I ricordi cadono anche su Simone, nel tempo in cui era lui a svegliarlo, all'abitudine di chiamarlo amore al mattino.

«Va bene allora queste fette biscottate piene di nutella le porto al bambino del piano di sotto.» Manuel finge di uscire dalla stanza con il vassoio a forma di elefante tra le mani, Jacopo lo osserva e si solleva repentinamente.

«Nono papà, sono sveglio.» ha i ricci annodati, i ricami delle lenzuola stampati sulle guance rosse, il viso assonnato ma l'euforia di chi sta per mangiare cioccolato a volontà.

Davanti a lui una tazza con latte bollente e cacao, le famigerate fette biscottate, frutta già tagliuzzata e suo padre a viziarlo «sei il miglior papà del mondo.» Manuel sa di esserlo veramente perché Jacopo non ha mai accusato mancanze.

A maggior ragione l'idea di abbandonarlo lo devasta.

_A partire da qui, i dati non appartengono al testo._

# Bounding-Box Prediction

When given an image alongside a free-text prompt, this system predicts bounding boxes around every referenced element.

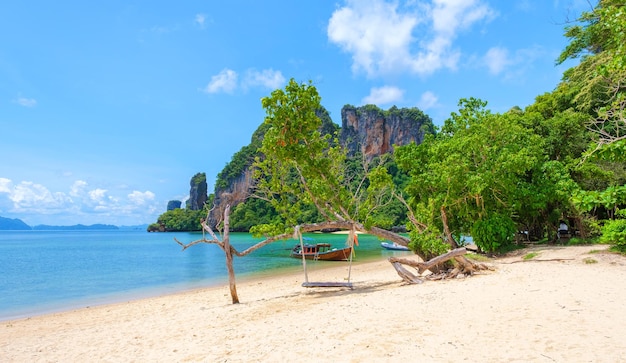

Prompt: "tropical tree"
[395,98,543,254]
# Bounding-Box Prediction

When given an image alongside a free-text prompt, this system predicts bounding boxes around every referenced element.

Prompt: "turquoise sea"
[0,230,410,321]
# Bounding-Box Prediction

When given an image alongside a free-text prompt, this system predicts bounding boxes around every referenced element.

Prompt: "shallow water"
[0,231,410,320]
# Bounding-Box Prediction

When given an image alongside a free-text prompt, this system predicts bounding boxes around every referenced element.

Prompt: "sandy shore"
[0,246,626,362]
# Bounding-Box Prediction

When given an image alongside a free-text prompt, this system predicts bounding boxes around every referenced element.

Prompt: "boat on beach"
[380,242,410,251]
[291,243,352,261]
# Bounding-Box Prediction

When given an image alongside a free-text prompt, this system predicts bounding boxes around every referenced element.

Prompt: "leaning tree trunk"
[389,247,489,284]
[223,205,239,304]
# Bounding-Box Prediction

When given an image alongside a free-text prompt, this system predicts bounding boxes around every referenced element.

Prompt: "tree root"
[389,247,492,284]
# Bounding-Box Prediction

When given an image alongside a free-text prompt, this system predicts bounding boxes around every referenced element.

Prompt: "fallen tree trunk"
[388,247,489,284]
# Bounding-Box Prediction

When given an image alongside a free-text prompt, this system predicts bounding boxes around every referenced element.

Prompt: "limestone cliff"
[209,105,434,223]
[187,173,207,210]
[340,105,434,159]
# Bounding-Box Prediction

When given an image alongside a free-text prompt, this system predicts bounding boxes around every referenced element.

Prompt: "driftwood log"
[389,247,490,284]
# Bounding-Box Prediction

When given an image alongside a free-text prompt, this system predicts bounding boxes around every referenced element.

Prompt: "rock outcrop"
[207,105,434,223]
[187,173,208,210]
[167,200,183,210]
[340,105,434,159]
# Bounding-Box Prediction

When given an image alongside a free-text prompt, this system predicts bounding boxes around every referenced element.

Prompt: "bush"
[471,214,515,252]
[600,219,626,252]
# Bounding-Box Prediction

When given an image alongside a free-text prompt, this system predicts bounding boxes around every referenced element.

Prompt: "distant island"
[0,217,148,231]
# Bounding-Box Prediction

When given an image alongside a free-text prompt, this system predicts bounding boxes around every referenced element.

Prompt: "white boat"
[380,242,410,251]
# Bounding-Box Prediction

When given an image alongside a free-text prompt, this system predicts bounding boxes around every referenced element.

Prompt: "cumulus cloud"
[9,181,69,213]
[417,91,439,111]
[479,46,546,82]
[361,86,404,105]
[0,178,13,193]
[14,97,37,107]
[483,47,511,75]
[243,68,285,90]
[327,0,495,77]
[203,68,285,94]
[0,178,160,223]
[128,190,155,205]
[204,68,239,93]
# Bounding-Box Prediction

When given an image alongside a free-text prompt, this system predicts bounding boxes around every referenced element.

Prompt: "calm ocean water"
[0,231,404,320]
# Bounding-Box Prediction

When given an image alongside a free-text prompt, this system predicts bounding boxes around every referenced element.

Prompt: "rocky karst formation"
[187,173,207,210]
[207,105,434,226]
[340,105,434,159]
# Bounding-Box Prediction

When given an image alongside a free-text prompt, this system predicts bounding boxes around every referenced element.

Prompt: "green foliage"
[409,228,450,260]
[157,209,206,232]
[600,219,626,252]
[255,79,351,233]
[471,214,516,252]
[394,98,548,255]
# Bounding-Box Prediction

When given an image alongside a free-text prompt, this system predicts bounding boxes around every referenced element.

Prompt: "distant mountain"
[0,217,32,231]
[33,224,119,231]
[118,224,149,231]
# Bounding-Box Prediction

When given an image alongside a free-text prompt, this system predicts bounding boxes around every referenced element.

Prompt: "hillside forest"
[151,0,626,259]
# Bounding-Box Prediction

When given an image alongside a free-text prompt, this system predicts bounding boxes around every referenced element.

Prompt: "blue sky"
[0,0,595,225]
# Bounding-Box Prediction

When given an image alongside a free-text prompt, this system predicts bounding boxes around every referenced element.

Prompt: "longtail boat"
[291,243,352,261]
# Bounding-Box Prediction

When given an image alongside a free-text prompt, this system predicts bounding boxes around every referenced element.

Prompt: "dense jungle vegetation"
[154,0,626,258]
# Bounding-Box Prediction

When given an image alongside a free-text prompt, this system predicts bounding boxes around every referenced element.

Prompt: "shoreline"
[0,245,626,362]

«Ieri sera ho preparato i panini col piccante e tu mi hai chiesto perché li avessi preparati visto che nessuno dei due ha il naso chiuso, giusto?» Jacopo annuisce mentre ingoia un boccone «li ho preparati perché io ho il naso chiuso da un po', tu non lo sai perché io la nascondo ma ho la voce uguale a quella di paperino per quanto è chiuso.»

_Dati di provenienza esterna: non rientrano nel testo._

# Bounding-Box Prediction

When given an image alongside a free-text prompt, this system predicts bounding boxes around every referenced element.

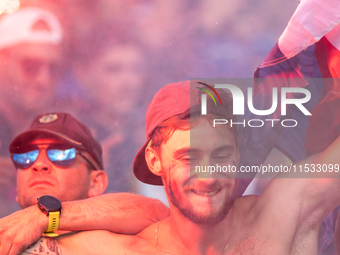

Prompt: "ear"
[145,147,162,176]
[87,170,108,197]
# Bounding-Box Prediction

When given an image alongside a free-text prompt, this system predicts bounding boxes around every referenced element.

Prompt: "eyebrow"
[174,144,235,157]
[213,144,235,153]
[174,147,192,157]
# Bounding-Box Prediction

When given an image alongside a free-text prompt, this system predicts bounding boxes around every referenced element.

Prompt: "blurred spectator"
[59,25,149,192]
[0,7,63,217]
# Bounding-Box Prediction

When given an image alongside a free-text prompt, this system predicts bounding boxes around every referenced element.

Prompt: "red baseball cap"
[9,112,104,170]
[133,81,234,185]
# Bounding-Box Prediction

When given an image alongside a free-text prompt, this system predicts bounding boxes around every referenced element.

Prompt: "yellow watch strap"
[45,211,60,236]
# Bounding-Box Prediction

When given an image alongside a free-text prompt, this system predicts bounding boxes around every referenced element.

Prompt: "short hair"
[150,91,238,153]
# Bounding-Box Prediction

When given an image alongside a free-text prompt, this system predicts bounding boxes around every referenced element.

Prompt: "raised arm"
[0,193,169,254]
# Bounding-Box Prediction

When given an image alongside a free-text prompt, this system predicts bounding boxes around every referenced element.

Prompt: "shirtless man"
[10,82,340,255]
[0,112,168,254]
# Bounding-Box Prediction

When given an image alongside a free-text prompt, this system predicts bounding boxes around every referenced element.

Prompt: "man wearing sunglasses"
[0,113,168,254]
[0,7,65,217]
[0,81,340,255]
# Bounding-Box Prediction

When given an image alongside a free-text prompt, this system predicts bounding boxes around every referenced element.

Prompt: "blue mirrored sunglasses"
[11,148,97,170]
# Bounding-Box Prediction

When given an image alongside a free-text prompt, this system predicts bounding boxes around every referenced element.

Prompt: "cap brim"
[9,129,85,153]
[133,139,163,185]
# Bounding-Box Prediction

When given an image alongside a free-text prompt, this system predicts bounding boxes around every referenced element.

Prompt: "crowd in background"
[0,0,298,217]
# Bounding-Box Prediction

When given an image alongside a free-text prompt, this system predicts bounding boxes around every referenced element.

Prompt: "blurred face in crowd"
[17,138,107,208]
[146,118,239,224]
[82,44,144,114]
[0,43,62,110]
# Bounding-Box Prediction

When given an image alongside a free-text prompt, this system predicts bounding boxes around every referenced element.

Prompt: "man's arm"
[0,193,169,254]
[255,137,340,246]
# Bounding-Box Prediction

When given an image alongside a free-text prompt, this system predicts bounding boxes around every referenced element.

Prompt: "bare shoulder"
[58,230,149,255]
[22,230,153,255]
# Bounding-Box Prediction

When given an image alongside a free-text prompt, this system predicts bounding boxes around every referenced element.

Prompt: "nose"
[36,64,53,88]
[191,156,215,180]
[32,149,51,173]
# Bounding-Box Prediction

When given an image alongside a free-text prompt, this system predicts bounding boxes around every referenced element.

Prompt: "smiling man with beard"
[1,81,340,255]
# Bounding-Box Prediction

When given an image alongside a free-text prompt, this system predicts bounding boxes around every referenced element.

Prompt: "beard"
[167,177,235,225]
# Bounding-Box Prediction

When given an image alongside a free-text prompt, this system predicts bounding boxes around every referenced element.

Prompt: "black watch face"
[39,196,61,212]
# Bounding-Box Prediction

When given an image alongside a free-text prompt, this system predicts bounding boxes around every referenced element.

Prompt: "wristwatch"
[37,196,62,236]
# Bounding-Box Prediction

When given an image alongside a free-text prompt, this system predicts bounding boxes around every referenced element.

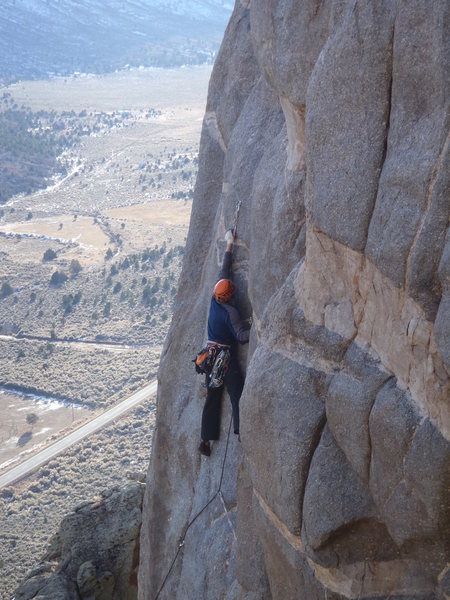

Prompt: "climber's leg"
[225,355,244,435]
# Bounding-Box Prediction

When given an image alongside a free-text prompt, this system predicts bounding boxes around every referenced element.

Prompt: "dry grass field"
[0,67,210,598]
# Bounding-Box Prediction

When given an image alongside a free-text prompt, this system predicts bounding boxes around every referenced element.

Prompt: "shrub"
[50,271,68,285]
[69,258,83,276]
[42,248,57,262]
[27,413,39,427]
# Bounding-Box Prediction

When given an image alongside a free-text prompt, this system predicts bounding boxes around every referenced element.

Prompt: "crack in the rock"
[363,20,395,254]
[405,132,450,293]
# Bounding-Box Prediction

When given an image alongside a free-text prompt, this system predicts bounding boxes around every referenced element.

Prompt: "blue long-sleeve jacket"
[208,252,250,346]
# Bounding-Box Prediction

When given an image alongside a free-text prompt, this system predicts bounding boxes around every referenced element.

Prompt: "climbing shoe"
[198,440,211,456]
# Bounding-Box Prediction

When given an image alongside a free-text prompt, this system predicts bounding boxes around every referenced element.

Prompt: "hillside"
[0,0,232,84]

«Davvero? Voglio sentirla!» Manuel simula una voce acuta e provoca la stessa risata al figlio di quando gliela faceva da neonato per strappargli qualche verso.

«Hai sentito che brutta che è? L'ho fatta sentire anche allo zio Simone, lui è un dottore e mi ha detto che i panini col piccante non bastano per farla andare via, quindi mi ha chiesto di restare un paio di giorni in ospedale con lui per provare altri tipi di peperoncino.» ha indorato la pillola, l'ha resa a tratti una barzelletta e Jacopo sembra più curioso che dispiaciuto «lo zio Simone è una specie di supereroe del piccante?» aver visto Batman la sera prima ha sicuramente condizionato il suo giudizio, ma a Manuel fa piacere accostare il concetto di supereroe a Simone, anche se del piccante.